To no one’s surprise, the study found boys, friends, drama, puberty and school were the top issues for girls in the fifth through seventh grades. But study author Lisa Hinkelman, who directs Ruling Our eXperiences – an empowerment program for girls – found girls are becoming preoccupied with dating earlier than ever.
“By the seventh grade 70 percent of girls are concerned with dating. In the high school years sex becomes extremely important and is listed as the number one or number two concern,” Hinkelman said. Hinkelman said some of the most important information the study found is today’s girls have intense emotions, and girls don’t feel they have what it takes to deal with them. Hinkelman said self-esteem is part of the answer.
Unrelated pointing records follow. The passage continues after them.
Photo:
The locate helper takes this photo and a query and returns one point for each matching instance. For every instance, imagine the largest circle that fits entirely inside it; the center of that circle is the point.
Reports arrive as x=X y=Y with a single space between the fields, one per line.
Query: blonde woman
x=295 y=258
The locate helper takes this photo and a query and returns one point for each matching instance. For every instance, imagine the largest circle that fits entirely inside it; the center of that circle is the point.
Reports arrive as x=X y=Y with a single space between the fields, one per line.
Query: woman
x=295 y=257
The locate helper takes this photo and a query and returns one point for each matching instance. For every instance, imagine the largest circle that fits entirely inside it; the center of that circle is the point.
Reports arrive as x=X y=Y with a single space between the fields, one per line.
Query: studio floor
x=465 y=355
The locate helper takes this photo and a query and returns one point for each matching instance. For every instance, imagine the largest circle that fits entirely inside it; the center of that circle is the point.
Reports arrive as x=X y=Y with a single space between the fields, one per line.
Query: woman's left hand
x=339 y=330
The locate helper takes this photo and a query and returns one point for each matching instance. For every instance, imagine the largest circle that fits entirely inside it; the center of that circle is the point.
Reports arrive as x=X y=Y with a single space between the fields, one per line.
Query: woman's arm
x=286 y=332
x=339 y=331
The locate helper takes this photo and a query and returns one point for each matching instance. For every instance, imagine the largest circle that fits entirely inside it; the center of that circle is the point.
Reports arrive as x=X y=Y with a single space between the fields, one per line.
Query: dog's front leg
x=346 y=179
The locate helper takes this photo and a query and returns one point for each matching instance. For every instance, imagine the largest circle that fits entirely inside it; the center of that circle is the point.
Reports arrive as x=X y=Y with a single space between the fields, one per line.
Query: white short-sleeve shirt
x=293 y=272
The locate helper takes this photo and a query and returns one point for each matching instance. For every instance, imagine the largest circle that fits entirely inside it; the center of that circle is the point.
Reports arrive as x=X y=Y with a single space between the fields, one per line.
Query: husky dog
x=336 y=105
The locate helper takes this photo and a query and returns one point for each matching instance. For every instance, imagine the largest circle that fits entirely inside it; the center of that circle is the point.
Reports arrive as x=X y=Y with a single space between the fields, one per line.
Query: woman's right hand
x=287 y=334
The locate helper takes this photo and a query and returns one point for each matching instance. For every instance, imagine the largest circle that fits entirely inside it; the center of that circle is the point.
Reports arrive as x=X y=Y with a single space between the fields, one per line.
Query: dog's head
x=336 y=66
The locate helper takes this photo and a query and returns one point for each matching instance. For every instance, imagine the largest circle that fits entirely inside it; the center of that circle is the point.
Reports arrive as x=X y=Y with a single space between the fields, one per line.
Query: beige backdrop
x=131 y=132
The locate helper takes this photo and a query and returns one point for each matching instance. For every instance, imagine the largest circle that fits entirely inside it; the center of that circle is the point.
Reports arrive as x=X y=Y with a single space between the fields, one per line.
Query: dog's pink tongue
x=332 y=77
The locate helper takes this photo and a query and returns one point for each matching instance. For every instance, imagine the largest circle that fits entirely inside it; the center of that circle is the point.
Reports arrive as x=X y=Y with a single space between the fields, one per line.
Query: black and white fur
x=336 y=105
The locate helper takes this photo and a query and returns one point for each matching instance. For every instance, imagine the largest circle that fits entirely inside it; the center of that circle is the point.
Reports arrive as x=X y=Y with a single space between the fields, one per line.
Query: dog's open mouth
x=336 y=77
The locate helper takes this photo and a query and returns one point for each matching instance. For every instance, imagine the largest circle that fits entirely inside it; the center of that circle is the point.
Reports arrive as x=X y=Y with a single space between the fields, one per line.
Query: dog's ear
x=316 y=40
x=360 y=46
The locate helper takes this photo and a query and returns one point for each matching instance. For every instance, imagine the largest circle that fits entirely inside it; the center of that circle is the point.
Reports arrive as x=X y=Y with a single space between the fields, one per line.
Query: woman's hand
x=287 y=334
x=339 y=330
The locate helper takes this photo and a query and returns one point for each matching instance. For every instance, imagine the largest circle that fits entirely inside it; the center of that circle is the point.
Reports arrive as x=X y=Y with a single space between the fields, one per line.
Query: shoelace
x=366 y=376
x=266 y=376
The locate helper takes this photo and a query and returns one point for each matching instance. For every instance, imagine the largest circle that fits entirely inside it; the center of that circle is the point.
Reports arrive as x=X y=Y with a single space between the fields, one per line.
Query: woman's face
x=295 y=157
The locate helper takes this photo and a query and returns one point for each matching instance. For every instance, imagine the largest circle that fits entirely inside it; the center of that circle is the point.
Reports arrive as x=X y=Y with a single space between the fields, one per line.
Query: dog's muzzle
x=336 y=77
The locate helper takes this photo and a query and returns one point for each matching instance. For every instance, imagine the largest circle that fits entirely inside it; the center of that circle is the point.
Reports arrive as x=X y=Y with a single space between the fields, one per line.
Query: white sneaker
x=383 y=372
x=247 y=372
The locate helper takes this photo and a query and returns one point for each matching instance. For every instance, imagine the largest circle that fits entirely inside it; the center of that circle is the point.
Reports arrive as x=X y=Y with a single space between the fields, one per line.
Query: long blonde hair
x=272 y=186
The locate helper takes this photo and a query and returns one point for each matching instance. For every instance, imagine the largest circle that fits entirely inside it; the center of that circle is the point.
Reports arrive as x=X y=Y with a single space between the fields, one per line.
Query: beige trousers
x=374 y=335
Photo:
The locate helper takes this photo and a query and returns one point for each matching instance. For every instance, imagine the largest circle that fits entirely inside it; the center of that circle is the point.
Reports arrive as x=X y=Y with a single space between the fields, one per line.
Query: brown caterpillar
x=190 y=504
“When we build self-esteem in an individual we don’t do that by telling them they’re smart and pretty, we do that by having them experience themselves as competent in a variety of situations,” she said.
The study found girls like to deal with their issues amongst themselves, not with adults. The Women’s Fund of Central Ohio’s program director Kelly Budros said girls want to feel validated.
“We often don’t understand the intensity of their experience, and I think that’s dangerous for adults to discount that for girls. This is their first time going through this experience. It’s challenging. One of the things I think adults can do is remember what it was like,” Budros said.
The study surveyed more than 2,000 area girls from grades fifth through twelfth.